SABOTAGE Zu manchen Ständen kamen Parteigänger der anderen und legten den Infostand lahm, indem sie ellenlange Piratenmonologe und langatmige Programm-Erklärungen provozierten. (Ob es überhaupt Sinn macht, Leute mit sowas am Stand zuzutexten, sei dahingestellt.) Wenn der schlaue Pirat ein vorgeschobenes Interesse wittert, sollte man das Gespräch nett abbrechen, zum Beispiel mit einer Einladung zum Stammtisch oder anderen Veranstaltungen, um da “weiterzusprechen”. Man spart so auch Energie für die Menschen, die man überzeugen kann.

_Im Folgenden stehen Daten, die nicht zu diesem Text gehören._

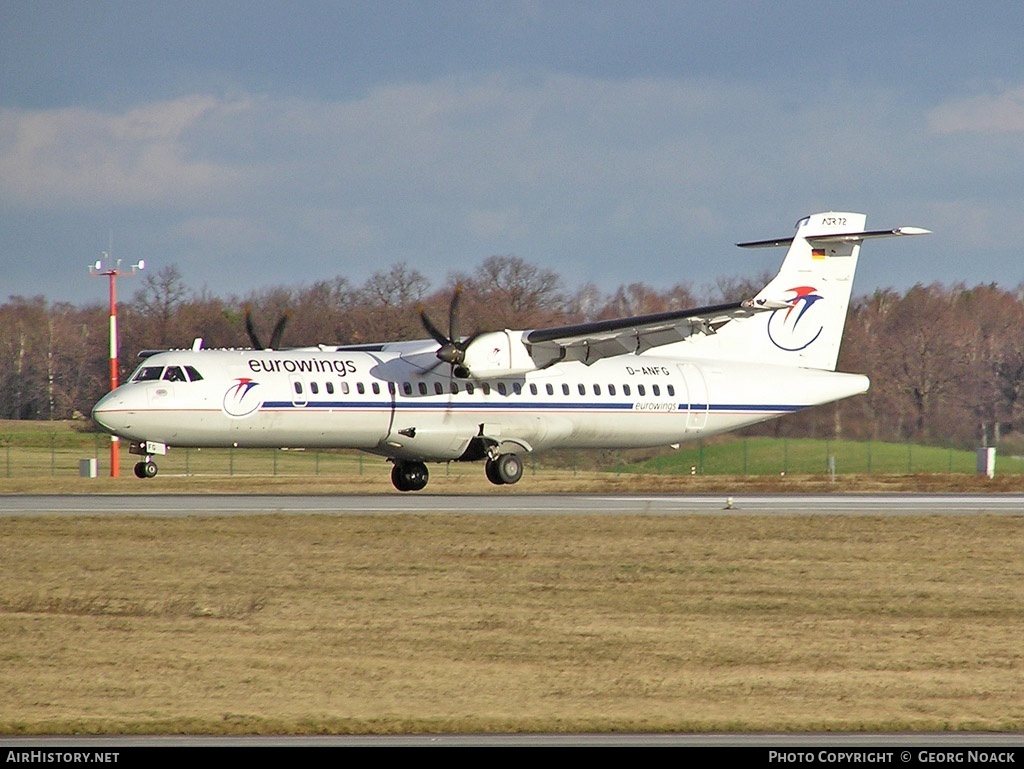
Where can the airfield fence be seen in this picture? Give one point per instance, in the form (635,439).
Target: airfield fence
(60,454)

KNOWHOW In NRW werden Schulungen zu Pressearbeit, Infostand und vieles mehr von der neuen PIKO, ein piratennaher Bildungsverein, angeboten. Es wurde aufgerufen, diese Schulungen zu buchen. http://www.piko-nrw.de/

Soweit die rund zweistündige Feedbackrunde. Sie lief engagiert und produktiv, ich habe viele interessante Anregungen mitgenommen. Anschließend wurde in Kleingruppen an Lösungen gearbeitet. Den Link zu den Arbeitsergebnissen trage ich hier nach, sobald mir das vorliegt.

4 Kommentare

  1. Dass Wahlkämpfer am Stand interne Gespräche führen, ist
    auch in anderen Parteien ein altes Problem. Es sollten immer zwei
    Leute da sein, die freundlich auf die Passanten zugehen. Ist ein
    vom Aussehen her unbekannter Kandidat anwesend, sollte einer (nur
    einer!) mit ihm ’spazieren gehen‘. Als Eisbrecher: das ist unser
    Kandidat Herr/Frau Sowieso. Sich selbst vorstellen führt nämlich
    oft zu unangenehmen, gehemmten Situationen. Danach soll der
    Begleiter sich still beiseite begeben und den Kandidaten mit dem
    Passanten reden lassen. (Bin alter Wahlkämpfer, das Verfahren hat
    sich sehr bewährt.) Nicht nur andere Parteien legen gezielt Stände
    mit Dauergesprächen lahm. Es gibt auch sehr diskussionsfreudige
    Bürger. Da muss man abwägen: erscheinen solche Bürger wie
    Multiplikatoren, sollte man das Gespräch zur Not fast endlos
    führen, denn es lohnt sich. Aber nur mit einem Wahlkämpfer, der
    andere muss weiter machen! Sieht es hingegen eher danach aus, dass
    man einen Einzelnen mit hohem Mitteilungsbedürfnis vor sich hat,
    vielleicht jemanden mit psychischen oder sozialen Problemen, muss
    man, wenn anderes nicht hilft, ihn so lange reden lassen, bis er
    selber merkt, dass ihm das nichts bringt. Hier sollte man Stände
    anderer Parteien im Auge behalten: erfahrene Wahlkämpfer kennen
    nämlich die Leute, die so zu jeder Wahl bei jedem Stand auftauchen
    und reagieren entsprechend.

  2. Das war mir gar nicht bewusst, dass die anderen Parteien das gezielte Stören im Wahlkampfarsenal haben. Stimmt aber, rückblickend sind mir da besonders die Junge Union und die FDP aufgefallen, obwohl unsere Wähler mit ihren nicht deckungsgleich sind.

    1. Bei uns gabs nur nette Besuche. In Großstädten soll das aber durchaus anders sein. Gerade die Jugendorganisationen machen sich da „verdient“.